Laxmi R Deshpande Praveen S Challagidad

Basaveshwar Engineering Basaveshwar Engineering College,Computer Science Dept College,Computer Science Dept Bagalkot,India Bagalkot,India

Abstract- In todays world, both the doctors and patients are being affected. The reasons could be many. Doctors are considered to be the most important parts of the society. But today doctors are being blamed due to the carelessness of the patients. In many situations, doctors have become helpless. So to overcome these problems this application has been developed. According to this, the patient, who is totally unknown or illiterate, can get all the information of the tablets that is its usage, side effects etc; even if the person is unaware of its name. So that it creates awareness among the people and reduces conflicts. Not only illiterate people but it also helps the educated ones. The person who is confused with doctors prescription i.e., if he doesnt understand what tablet to take for what problem, this technique is not restricted with only name, even its chemical composition could be enough to tell its details. It builds transparent and fair relation between a doctor and a patient. Using this application people can get information in hand itself. So there would be no blame and disputes. And another most important feature of this system is that people can even check its expiry date. System has been developed, according to this, the patient, who is totally unknown or unaware can get all the information regarding the tablets. By taking the tablets image, it is aimed for helping people by providing the respective information.

  1. INTRODUCTION

    In our daily lives, many medicines used in hospitals and primary care centers are difficult to identify. And those used may be burdensome to detect on a day-to-day basis unless they are obvious. Medicines are one of the most important health care technologies for improving health and quality of life for the generations. Unfortunately, medications are a double-edged sword. Medications will results the side effects also, drug interactions and other undesired outcomes. Many of these medicine-related problems are predictable and therefore can be prevented.

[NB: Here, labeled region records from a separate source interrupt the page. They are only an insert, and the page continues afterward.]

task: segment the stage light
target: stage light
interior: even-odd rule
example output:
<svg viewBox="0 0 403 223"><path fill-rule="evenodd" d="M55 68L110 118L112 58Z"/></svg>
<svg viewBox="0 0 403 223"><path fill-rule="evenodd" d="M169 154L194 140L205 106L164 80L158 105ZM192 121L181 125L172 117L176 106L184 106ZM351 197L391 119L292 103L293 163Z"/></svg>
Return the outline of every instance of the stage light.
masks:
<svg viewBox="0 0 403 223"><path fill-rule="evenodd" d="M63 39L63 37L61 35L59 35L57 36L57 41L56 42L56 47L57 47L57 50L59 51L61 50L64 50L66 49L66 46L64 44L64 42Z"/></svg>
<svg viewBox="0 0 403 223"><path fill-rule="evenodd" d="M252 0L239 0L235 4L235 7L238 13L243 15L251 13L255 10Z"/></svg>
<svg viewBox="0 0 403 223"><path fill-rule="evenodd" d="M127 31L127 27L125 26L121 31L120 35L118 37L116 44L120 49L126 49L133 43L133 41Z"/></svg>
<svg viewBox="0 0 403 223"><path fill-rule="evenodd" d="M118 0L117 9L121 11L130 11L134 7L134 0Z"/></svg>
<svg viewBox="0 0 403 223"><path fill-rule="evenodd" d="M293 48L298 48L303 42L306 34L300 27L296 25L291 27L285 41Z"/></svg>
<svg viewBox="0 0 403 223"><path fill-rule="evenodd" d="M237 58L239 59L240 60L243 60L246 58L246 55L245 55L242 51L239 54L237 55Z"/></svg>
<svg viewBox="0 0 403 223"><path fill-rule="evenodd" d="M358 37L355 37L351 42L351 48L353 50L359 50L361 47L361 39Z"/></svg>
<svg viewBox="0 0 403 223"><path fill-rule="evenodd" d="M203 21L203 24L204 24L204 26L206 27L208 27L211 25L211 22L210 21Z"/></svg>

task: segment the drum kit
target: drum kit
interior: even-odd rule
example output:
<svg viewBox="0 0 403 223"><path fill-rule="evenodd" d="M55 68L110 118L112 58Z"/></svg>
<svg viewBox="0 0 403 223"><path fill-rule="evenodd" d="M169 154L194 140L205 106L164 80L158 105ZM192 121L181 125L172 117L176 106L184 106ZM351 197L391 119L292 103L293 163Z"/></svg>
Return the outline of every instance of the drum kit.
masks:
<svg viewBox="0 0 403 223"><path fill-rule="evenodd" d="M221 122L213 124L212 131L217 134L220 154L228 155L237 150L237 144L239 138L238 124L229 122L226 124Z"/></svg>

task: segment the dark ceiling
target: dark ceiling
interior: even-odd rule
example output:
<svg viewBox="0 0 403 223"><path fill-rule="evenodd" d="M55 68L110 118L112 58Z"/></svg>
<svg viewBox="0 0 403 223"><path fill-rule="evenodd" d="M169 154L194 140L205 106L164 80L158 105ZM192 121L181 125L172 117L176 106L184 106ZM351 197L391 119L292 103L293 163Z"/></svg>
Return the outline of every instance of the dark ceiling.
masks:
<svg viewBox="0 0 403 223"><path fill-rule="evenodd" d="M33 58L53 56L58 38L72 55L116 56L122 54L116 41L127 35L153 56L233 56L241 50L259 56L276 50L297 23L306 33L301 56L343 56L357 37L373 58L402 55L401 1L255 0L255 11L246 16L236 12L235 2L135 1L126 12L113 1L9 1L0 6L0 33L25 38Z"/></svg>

    In this paper, the model is proposed for the identification of the tablet strip using some of the image processing techniques.

  2. LITERATURE REVIEW

      1. Shilpa and Arun Bhatia (June2016) proposed a method to identify damaged and missing tablets with edge detection method. This method says that finding edges of tablets by taking their Centre. The no of tablets in the vesicle are calculated by edge detection method.

      2. Ramya.S, Suchitra.J, Nadesh R. proposed some ideas to identify the defective tablets after production using Detection of Broken Pharmaceutical Drugs using Enhanced Feature Extraction Technique. This method involving many image processing techniques to identify the defective tablets. In the case of tablets they propose a feature extraction technique to find the defective one.

      3. Dr. H.B. Kekre, Dr. Dhirendra Mishra, proposed methods of image processing for detection of defective tablets and presence of category of defects. This method has taken to detect different possible types of tablet defects i.e., missing, broken, missing and broken and many other possible defects.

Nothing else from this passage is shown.